Harriet's chronic ill-health was due to an ovarian cyst, and she visited her brother-in-law, the celebrated Newcastle doctor Thomas Michael Greenhow on several occasions to try to alleviate her symptoms - on the last occasion staying for six months in the family house at 28 Eldon Square. She then moved down-river to Tynemouth, where she stayed at Mrs Halliday's boarding -house, 57 Front Street for nearly five years from 16 March 1840. A plaque marks the house where she produced at least three books, including a novel about the Haitian slave leader Toussaint L'Ouverture, and Life in the Sick-Room, describing her life in Tynemouth. She also devotes some hundred pages of her autobiography to this period. Notable visitors included Richard Cobden - and Thomas Carlyle and his wife. Carlyle found the inhabitants of Tynemouth 'Scotch in features, in character and dialect'.

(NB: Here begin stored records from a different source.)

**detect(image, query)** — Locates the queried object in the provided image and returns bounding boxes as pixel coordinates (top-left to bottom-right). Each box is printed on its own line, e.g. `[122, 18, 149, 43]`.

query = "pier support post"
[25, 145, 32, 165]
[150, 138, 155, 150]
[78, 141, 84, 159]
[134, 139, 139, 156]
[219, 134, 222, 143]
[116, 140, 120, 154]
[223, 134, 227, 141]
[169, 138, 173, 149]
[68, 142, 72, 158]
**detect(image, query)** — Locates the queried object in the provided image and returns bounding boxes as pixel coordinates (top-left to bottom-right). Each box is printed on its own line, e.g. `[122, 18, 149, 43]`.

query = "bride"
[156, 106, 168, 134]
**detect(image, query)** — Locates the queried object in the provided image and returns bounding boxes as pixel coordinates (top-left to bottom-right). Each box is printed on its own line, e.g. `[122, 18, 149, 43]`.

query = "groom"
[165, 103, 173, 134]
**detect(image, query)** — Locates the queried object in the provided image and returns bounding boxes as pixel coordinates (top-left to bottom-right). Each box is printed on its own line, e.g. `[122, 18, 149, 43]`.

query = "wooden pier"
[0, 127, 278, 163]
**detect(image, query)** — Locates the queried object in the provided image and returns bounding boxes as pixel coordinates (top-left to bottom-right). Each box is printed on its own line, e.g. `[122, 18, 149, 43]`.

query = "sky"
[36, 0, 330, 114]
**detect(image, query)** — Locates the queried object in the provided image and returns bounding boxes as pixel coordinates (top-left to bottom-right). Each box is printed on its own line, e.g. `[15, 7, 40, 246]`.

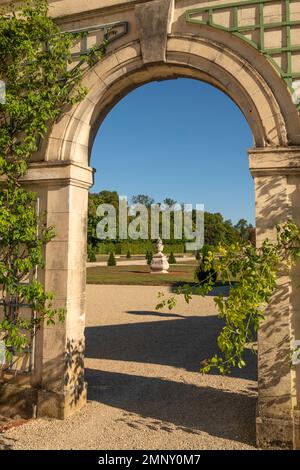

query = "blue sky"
[91, 79, 254, 223]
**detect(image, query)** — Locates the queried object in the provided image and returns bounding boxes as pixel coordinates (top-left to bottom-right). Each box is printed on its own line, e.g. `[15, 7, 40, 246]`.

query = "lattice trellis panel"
[68, 21, 128, 67]
[186, 0, 300, 105]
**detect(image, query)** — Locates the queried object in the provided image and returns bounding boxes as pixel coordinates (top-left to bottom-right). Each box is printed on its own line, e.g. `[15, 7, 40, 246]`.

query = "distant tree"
[204, 212, 239, 246]
[131, 194, 155, 207]
[164, 197, 177, 207]
[87, 190, 119, 248]
[146, 251, 153, 266]
[107, 251, 117, 266]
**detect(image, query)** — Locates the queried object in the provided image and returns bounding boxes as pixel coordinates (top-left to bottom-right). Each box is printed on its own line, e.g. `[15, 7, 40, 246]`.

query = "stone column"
[0, 162, 93, 419]
[249, 148, 300, 449]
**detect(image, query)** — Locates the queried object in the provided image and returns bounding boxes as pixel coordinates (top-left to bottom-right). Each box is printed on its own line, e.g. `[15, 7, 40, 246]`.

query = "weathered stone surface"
[135, 0, 174, 64]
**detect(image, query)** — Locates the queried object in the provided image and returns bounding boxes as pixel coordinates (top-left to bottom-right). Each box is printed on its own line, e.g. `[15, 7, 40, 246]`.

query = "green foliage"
[146, 251, 153, 266]
[107, 251, 117, 266]
[195, 245, 218, 284]
[169, 251, 177, 264]
[87, 244, 97, 263]
[131, 194, 154, 208]
[0, 0, 105, 364]
[157, 220, 300, 374]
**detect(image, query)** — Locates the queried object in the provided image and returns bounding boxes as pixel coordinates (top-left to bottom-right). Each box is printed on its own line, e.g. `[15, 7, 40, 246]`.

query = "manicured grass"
[87, 264, 195, 286]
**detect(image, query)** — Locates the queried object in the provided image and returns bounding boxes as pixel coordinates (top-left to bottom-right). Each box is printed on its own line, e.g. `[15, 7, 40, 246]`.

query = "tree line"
[88, 190, 255, 258]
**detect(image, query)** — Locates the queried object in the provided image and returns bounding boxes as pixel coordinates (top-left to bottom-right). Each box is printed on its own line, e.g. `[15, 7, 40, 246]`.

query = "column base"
[0, 382, 87, 419]
[256, 416, 294, 450]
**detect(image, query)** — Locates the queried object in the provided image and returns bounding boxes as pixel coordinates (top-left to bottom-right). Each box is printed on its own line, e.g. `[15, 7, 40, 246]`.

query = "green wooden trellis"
[186, 0, 300, 105]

Harriet had expected to remain an invalid for the rest of her life and delighted in the freedom her telescope allowed. Across the Tyne was the sandy beach 'where there are frequent wrecks - too interesting to an invalid... and above the rocks, a spreading heath, where I watch troops of boys flying their kites; lovers and friends taking their breezy walks on Sundays...' She also gives a lyrical picture of Tynemouth:

When I look forth in the morning, the whole land may be sheeted with glistening snow, while the myrtle-green sea tumbles... there is none of the deadness of winter in the landscape; no leafless trees, no locking up with ice; and the air comes in through my open upper sash, but sun-warmed. The robins twitter and hop in my flower-boxes... and at night, what a heaven! What an expanse of stars above, appearing more steadfast, the more the Northern Lights dart and quiver!
Eventually, in 1844, following Spencer Timothy Hall's performance in Newcastle, she was successfully treated by mesmerism. Her natural enthusiasm for the controversial method caused much public discussion as well as friction with her family which led to her leaving Tynemouth and moving to Ambleside. Harriet wrote of her departure:
'[Elizabeth Greenhow's] home at Newcastle with all possible kindness from her hospitable husband and herself, was always at my command, without hindrance or difficulty, until my recovery from a hopeless illness in 1844 by Mesmerism proved too much for the natural prejudices of a surgeon and a surgeon's wife, and caused by the help, or the ill offices of another relation, a family breach as absurd as it was lamentable.'
The busybody Mrs Jellyby in Bleak House is probably based on Harriet Martineau, who nevertheless retained her high regard for Dickens.